I remember a few (two?) nights when the whole family was up into the wee hours with threats with a knife and arguments and upset. I remember the last night I spent at home, when she was crying in the bathroom and my Dad told me she threatened him with a gun. I remember Dad coming to visit me at college with bruises that she gave him.

I remember wanting to kill myself when I was a young teen. Thinking I was crazy because things happened in my family that apparently only I saw or thought was wrong. I remember her being angry when I asked for a bra, because some other girls teased me and told me I needed one. I remember I don’t think I ever had one that fit.

So many other things, I shouldn’t start with this. I shouldn’t try to catalog them all, like a litany of complaints. Or should I try to write it down, so that I have a coherent picture for myself of what it was, both good and bad?

On the good side, I remember that she’d take us to all sorts of different parks in the area; they had names, usually with an animal. The Lion Park, the Turtle Park. I remember her taking us swimming every day in the summer, often meeting my cousins.

I spent years wanting to save my mother. When she died, I spent months grieving that I never would. I’ve spent many more years trying to understand where she was coming from, and trying to be a better person than she was. Trying to see the good things. Trying to make peace with the rest.

I am left with more questions than answers. Including about myself. I am 45 now, and I will never have children. So I don’t know whether I would have been a good mother, or whether all the negative things I saw modeled would come out of me under stress. I’ve seen them come out, sometimes; I’ve felt them want to come out in others. Moments of stopping myself and realizing that thought is a completely wrong thing to think and a worse thing to do.

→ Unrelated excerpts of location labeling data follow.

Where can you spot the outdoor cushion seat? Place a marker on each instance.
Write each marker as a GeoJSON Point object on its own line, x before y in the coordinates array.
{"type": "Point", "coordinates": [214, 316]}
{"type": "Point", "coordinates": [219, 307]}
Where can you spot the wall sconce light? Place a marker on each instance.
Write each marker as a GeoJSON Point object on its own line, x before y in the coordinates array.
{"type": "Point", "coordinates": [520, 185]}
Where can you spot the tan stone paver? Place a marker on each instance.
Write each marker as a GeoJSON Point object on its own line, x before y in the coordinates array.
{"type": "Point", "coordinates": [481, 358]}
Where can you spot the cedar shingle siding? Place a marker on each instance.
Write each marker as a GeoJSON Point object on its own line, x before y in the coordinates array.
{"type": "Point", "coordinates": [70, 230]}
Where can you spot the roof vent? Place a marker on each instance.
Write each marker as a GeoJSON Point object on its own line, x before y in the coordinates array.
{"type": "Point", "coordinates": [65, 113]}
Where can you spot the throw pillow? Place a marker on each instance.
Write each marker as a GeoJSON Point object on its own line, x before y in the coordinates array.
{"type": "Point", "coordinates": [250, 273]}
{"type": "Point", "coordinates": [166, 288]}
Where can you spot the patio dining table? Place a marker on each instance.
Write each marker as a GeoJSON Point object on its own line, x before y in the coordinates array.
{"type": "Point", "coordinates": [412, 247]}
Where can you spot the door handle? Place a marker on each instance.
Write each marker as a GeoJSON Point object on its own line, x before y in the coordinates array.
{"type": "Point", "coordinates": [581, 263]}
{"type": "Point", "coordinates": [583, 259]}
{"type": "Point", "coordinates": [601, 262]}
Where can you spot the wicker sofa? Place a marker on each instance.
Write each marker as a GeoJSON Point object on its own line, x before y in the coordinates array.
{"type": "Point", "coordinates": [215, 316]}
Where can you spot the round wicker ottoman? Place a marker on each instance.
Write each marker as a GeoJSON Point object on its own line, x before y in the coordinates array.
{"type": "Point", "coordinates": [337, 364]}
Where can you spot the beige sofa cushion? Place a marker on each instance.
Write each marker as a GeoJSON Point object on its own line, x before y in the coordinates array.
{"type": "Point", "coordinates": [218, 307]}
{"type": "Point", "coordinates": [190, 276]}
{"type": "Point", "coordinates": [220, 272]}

Does everyone feel like this about their childhood, or is this a legacy for those of us who grew up in permanent insecurity? It makes you who you are, either by default, or by explicit choice to do something different. When you can see and understand what was happening. Because you don’t always see or understand; it sometimes takes years of mistakes before you get it.

That little niggling fear, toward the back of my brain. Am I really better? Really healthier? Really more wholesome for the other people in my life? I think so; I hope so. Or have I just been lucky to avoid the stresses that she succumbed to?

And this, Mom, is your legacy. I don’t think this is what you would have chosen, had you realized you had a choice. I hope it is not. For your sake. For mine.